Seien Sie authentisch und ehrlich, sonst ist das Gespräch für beide Seiten unangenehm. Stellen Sie Fragen, wenn Sie etwas nicht nachvollziehen können, aber argumentieren Sie nicht. Traurig, enttäuscht oder verletzt zu sein ist ein Zustand. Ihr Job ist es, von einem Zustand wieder in einen Prozess zu kommen. Da müssen Sie als Chef lösungsorientiert handeln. Nicht aus einer Betroffenheit heraus, sondern mit Sachlichkeit.

Helfen Sie zu sortieren: Was klärt der Mitarbeiter privat, was im Team oder mit dem Vorgesetzten? Überlegen Sie beide zum Schluss, wie die nächsten Schritte aussehen. Eine kurze Auszeit nach dem Gespräch erlaubt es ihm, erst dann wieder auf Kollegen zu stoßen, wenn verräterische Spuren wie geschwollene, rote Augen verschwunden sind. Ist wegen eines Konflikts eine gemeinsame Aussprache mit einem anderen Mitarbeiter nötig, sollte dieser Termin erst am nächsten Tag angesetzt werden. Das gibt dem Betroffenen die Möglichkeit, sich zu beruhigen und seine Gedanken zu ordnen.

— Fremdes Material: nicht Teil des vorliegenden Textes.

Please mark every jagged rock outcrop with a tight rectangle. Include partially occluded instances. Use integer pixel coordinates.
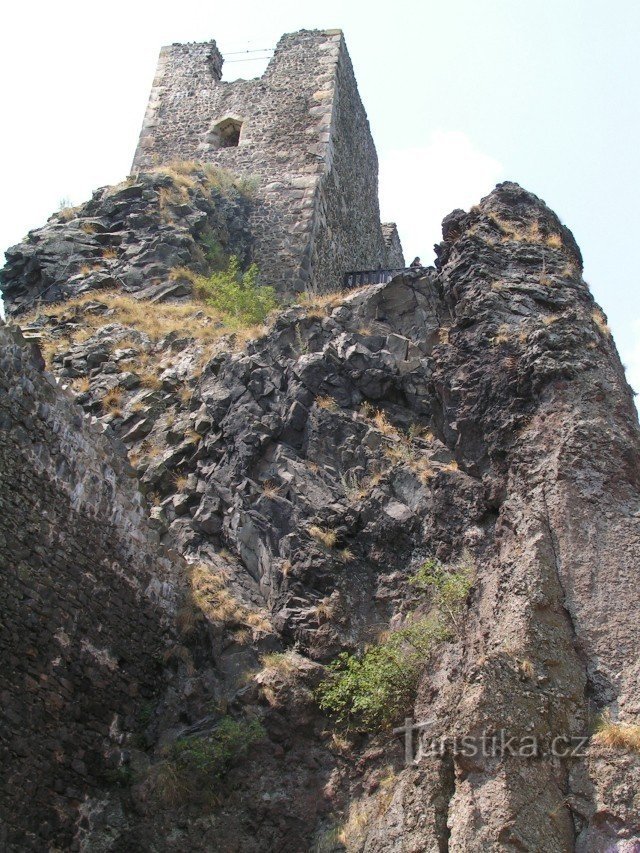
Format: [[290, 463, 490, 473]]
[[1, 176, 640, 853], [0, 163, 252, 315]]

Bei privaten Gründen äußern Sie Ihre Anteilnahme

Gibt es private Gründe für den Gefühlsausbruch, sieht die Sache anders aus. Zeigen Sie sich verständnisvoll. Notfalls stellen Sie den Mitarbeiter für den Rest des Tages frei und schicken ihn nach Hause. Bei gesundheitlichen Problemen oder Schicksalsschlägen fragen Sie nach, womit Sie helfen können. Sie könnten beispielsweise anbieten, Aufgaben vorübergehend umzuverteilen, um ihn zu entlasten. Wenn keine praktische Unterstützung möglich ist, sollten Sie zumindest Ihre Anteilnahme äußern. Sagen Sie zum Beispiel: »Das tut mir sehr leid für Sie.« Oder wenn das Ereignis, z.B. eine Operation, noch bevorsteht: »Ich wünsche Ihnen für den bevorstehenden Eingriff alles Gute.«

Mit Körperkontakt sollten Sie hingegen vorsichtig sein. Zwar kann der in Krisensituationen beruhigend wirken, aber nur, wenn es situativ und im Zusammenhang mit der Beziehung angebracht ist. Das ist im beruflichen Kontext eher selten der Fall. Wenn überhaupt, berühren Sie kurz den Arm oder die Schulter des Mitarbeiters. Zwingen Sie weder sich noch den anderen zu etwas, das als unangenehm empfunden wird. Der Betroffene merkt das und bezieht das (unbewusste) Abwehrverhalten womöglich auf sich, was die ohnehin schon schwierige Situation verschärft. Bieten Sie stattdessen lieber Ihre Unterstützung an. Jemand, der schwere Zeiten durchlebt, wird es zu schätzen wissen, neben einer positiven Aufmerksamkeit auch praktische Hilfe zu erhalten.